Welcome Home

 

The unconditional surrender of Germany, signed on 7 May 1945 and celebrated the following day, VE Day, was greeted with joy and relief throughout Britain, although there was still the realisation that the war in the Far East was yet to be won. Only the surrender of Japan on 14 August, with VJ Day the day after, finally saw the Second World War over.

For some, the victory was a time of rejoicing, a celebration of the triumph of democracy over tyranny or just the lifting of some of the wartime restrictions. For others, it was a sombre occasion, a time to remember loved ones who would never return. For most, though, it meant that it would not be much longer before their husband, boyfriend, son or father returned home.

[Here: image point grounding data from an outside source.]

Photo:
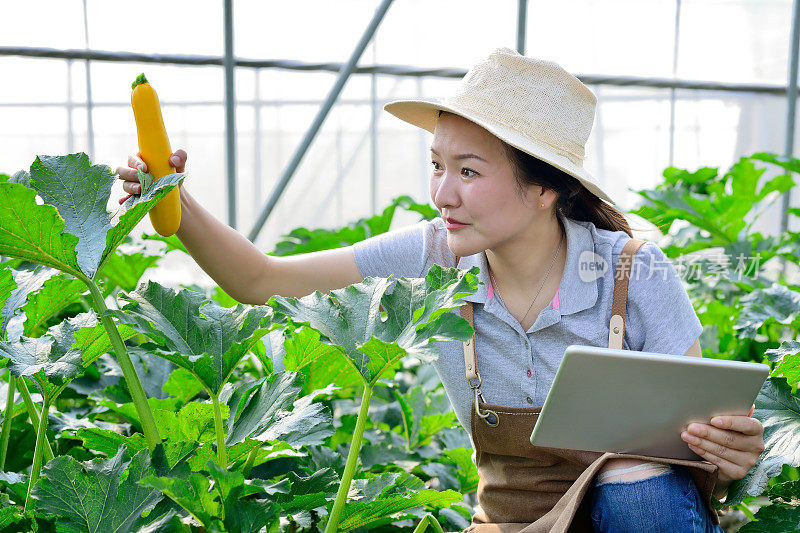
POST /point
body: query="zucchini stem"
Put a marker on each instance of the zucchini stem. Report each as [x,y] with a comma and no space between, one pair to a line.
[41,439]
[222,453]
[7,419]
[33,414]
[350,466]
[128,371]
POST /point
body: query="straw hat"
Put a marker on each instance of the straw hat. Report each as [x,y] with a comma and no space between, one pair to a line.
[532,104]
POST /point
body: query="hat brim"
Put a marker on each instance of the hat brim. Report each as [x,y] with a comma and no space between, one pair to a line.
[425,114]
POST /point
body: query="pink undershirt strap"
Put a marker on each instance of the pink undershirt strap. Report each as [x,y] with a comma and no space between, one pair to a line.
[555,304]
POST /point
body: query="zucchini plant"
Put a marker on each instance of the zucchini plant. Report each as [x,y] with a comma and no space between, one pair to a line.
[189,427]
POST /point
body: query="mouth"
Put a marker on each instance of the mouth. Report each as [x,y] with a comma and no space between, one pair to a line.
[451,223]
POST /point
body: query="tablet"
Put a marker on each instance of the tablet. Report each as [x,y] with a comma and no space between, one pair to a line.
[609,400]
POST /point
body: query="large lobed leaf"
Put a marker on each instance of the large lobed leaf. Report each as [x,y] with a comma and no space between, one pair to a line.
[96,496]
[200,335]
[72,230]
[221,506]
[779,413]
[270,410]
[416,316]
[388,494]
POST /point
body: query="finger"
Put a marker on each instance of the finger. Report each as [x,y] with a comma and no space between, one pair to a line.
[742,424]
[136,161]
[727,469]
[128,174]
[131,188]
[178,160]
[744,457]
[728,438]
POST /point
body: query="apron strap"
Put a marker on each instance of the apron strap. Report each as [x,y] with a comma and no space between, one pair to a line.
[616,327]
[470,359]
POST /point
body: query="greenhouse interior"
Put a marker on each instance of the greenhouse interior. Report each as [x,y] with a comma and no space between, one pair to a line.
[165,365]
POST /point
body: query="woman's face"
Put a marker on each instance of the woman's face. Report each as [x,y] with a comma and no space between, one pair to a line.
[473,186]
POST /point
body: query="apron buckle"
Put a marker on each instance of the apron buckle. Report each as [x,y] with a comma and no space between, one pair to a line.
[490,417]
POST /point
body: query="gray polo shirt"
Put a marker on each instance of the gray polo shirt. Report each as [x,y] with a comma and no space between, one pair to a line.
[517,367]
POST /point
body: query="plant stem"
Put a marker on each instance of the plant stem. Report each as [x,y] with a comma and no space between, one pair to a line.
[350,466]
[33,414]
[7,419]
[41,439]
[251,459]
[222,454]
[131,377]
[428,520]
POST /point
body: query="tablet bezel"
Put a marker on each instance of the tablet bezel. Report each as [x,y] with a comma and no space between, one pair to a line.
[653,397]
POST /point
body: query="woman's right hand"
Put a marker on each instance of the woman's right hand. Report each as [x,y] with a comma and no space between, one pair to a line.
[131,176]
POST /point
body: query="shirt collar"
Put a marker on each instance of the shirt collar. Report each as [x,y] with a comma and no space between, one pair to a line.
[574,293]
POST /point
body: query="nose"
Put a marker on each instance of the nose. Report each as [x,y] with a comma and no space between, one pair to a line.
[444,190]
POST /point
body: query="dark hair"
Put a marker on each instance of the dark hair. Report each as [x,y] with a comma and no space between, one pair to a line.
[574,200]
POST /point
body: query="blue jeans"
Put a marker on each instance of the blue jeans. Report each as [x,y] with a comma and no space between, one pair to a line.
[668,502]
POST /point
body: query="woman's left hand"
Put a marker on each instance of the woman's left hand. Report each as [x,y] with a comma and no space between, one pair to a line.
[733,443]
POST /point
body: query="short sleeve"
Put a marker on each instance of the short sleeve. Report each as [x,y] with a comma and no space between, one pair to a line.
[405,252]
[660,317]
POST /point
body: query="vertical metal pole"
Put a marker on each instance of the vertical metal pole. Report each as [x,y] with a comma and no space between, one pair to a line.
[347,69]
[522,24]
[257,143]
[70,127]
[373,131]
[792,104]
[676,42]
[230,114]
[89,125]
[424,150]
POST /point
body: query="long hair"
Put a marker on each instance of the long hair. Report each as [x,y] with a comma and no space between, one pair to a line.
[583,205]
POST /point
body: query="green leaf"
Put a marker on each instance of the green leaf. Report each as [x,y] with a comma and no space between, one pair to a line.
[416,316]
[388,495]
[466,471]
[193,423]
[49,360]
[58,293]
[218,508]
[788,358]
[779,413]
[319,363]
[777,304]
[16,291]
[101,495]
[34,232]
[172,242]
[80,192]
[303,240]
[270,410]
[200,335]
[182,385]
[124,270]
[774,519]
[72,231]
[108,442]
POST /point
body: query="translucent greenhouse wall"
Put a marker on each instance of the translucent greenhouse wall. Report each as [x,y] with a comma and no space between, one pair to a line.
[43,102]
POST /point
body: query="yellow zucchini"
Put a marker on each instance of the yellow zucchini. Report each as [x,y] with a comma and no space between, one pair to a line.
[155,150]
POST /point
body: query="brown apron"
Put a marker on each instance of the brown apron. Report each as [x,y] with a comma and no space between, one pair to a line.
[524,488]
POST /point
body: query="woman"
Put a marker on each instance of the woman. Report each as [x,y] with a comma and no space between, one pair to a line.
[515,200]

Thousands of East Lothian men served in the forces at home and overseas and, with the outbreak of peace, anxiously waited to exchange their uniforms for 'civvies' and the infamous Demob suit and to return home. These men, who had served their country with distinction and faced horrors which cannot possibly be imaginable by those who were not there, were treated as heroes and returned to be guests of honour at civic ceremonies and 'Welcome Home' parties, often receiving the freedom of their home towns.

The war that these men sacrificed so much to help win has proved to be the 'war to end wars' that the First World War was not. In the 60 years since the end of the Second World War we have been lucky enough not to face another world war and have been spared the horrors that the servicemen and women, and their families, went through from 1939 until 1945.